Juntos, tal vez emprendimos una cruzada en procura de una reliquia a Tierra Santa e incendiamos antros, templos de perdición de aspecto sombrío; y cortamos gargantas a los impíos para gloria del señor, y trajimos el mechón de pelo de un mártir desconocido, o pedazos de la cruz de Cristo que se encuentra esparcida como un rompecabezas impreciso en todos los templos y santuarios europeos. No recuerdo bien si desenterramos el diente de Santa Margarita, y una costilla de Santa Sofía que reposan en relicarios, junto a una astilla de la tibia de San Vital en la catedral de Praga, o si hallamos el Santo Clavo que con un estuche de plata adornado con piedras preciosas se exhibe cada año en Trier, al lado de la Santa Túnica raída y pequeña que trajo Elena, ―madre de Constantino. Muy cerca, en los sótanos de un antiguo santuario, está el ataúd de piedra de San Friedrich, mi Santo Patrono, alcanzado por la peste un poco antes que el Santo Oficio, pues ya desde comienzos del año 1600 éste criticaba abiertamente la cacería de brujas y los excesos de la Inquisición.  

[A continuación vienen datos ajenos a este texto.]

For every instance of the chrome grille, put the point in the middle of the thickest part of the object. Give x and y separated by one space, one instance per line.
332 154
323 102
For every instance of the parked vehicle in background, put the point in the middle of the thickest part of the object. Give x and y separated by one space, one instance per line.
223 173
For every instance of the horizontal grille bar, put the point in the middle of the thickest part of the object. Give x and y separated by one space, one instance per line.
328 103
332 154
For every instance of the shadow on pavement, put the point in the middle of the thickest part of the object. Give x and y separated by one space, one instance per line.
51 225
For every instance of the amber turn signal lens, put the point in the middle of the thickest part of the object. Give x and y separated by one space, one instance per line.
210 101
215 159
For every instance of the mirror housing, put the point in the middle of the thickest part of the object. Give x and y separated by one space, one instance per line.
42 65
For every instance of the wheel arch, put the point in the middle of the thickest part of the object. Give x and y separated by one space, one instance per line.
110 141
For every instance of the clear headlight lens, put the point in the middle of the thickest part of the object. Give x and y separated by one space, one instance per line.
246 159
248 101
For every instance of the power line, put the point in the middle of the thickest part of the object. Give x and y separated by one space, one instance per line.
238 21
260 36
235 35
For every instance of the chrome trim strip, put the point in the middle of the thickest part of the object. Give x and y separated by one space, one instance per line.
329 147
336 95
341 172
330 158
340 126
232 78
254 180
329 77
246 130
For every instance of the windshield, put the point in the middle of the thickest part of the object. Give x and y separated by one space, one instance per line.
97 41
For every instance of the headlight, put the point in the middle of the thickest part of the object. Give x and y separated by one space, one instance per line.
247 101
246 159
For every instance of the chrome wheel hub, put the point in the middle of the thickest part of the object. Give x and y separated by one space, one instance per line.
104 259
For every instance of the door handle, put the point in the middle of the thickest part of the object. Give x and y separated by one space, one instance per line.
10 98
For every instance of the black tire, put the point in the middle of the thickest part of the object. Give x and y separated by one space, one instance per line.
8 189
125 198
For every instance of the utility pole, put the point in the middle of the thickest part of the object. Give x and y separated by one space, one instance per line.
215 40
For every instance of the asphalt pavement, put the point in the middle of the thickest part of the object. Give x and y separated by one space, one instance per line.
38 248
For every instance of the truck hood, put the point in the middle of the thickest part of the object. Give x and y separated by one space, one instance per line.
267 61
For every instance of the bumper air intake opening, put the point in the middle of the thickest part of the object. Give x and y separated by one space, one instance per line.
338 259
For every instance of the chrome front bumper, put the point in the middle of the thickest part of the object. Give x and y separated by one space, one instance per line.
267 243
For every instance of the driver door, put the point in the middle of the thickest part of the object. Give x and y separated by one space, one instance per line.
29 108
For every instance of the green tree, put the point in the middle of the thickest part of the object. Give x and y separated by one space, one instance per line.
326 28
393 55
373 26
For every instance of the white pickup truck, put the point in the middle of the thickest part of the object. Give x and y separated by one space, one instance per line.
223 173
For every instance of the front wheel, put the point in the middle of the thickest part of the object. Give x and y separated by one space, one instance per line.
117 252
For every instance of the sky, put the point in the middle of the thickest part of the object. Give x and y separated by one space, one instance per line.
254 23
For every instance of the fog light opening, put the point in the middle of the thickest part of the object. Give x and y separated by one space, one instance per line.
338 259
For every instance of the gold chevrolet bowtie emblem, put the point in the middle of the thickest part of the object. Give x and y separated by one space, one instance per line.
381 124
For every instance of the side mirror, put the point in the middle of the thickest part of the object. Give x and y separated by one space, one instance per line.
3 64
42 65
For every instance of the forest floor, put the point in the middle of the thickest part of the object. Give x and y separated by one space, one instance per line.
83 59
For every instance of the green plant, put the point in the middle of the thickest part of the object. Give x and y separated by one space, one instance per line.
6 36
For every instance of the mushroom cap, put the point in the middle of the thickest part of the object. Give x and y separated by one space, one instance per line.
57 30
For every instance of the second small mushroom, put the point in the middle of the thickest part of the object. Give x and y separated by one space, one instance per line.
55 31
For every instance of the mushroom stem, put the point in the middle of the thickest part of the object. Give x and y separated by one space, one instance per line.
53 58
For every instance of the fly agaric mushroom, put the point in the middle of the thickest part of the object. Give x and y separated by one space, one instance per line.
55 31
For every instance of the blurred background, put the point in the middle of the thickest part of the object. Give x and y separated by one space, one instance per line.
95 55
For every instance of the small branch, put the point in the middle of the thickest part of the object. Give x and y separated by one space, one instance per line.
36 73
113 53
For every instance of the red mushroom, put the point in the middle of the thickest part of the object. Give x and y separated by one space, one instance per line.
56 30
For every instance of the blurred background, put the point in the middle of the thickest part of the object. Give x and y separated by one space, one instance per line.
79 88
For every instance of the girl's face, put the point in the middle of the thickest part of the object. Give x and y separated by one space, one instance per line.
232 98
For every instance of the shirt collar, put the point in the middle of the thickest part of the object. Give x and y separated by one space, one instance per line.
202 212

Las festividades continúan, todos conversan sin parar, es Navidad. Desgajan sonoras y arcaicas risotadas y se dejan venir con todo tipo de viandas, vinos o abundantes raciones de licor de frutas ―schnaps. En mitad de la noche cuentan historias sórdidas de gnomos, guerreros alados y diosas desnudas que defendían su castidad con espadas encantadas. Por sus carcajadas, su espontánea alegría y su gusto por el vino y la buena mesa, no los imagino enclaustrados, privándose de placeres como ascetas llorones en abstinencia y pobreza absoluta esperando el fin del mundo. Tampoco yo me veo en semejante punto muerto, pero quizá sí “huyendo hacia adelante”, fingiendo ser apóstoles locos desplazándonos a horcajadas sobre un borrico, con el rabo de este en las manos y un ramo de olivo ciñendo nuestras cabezas, cantando y rezando salmos por las ánimas del purgatorio, por los pecados pasados y por los que algún día se cometerán.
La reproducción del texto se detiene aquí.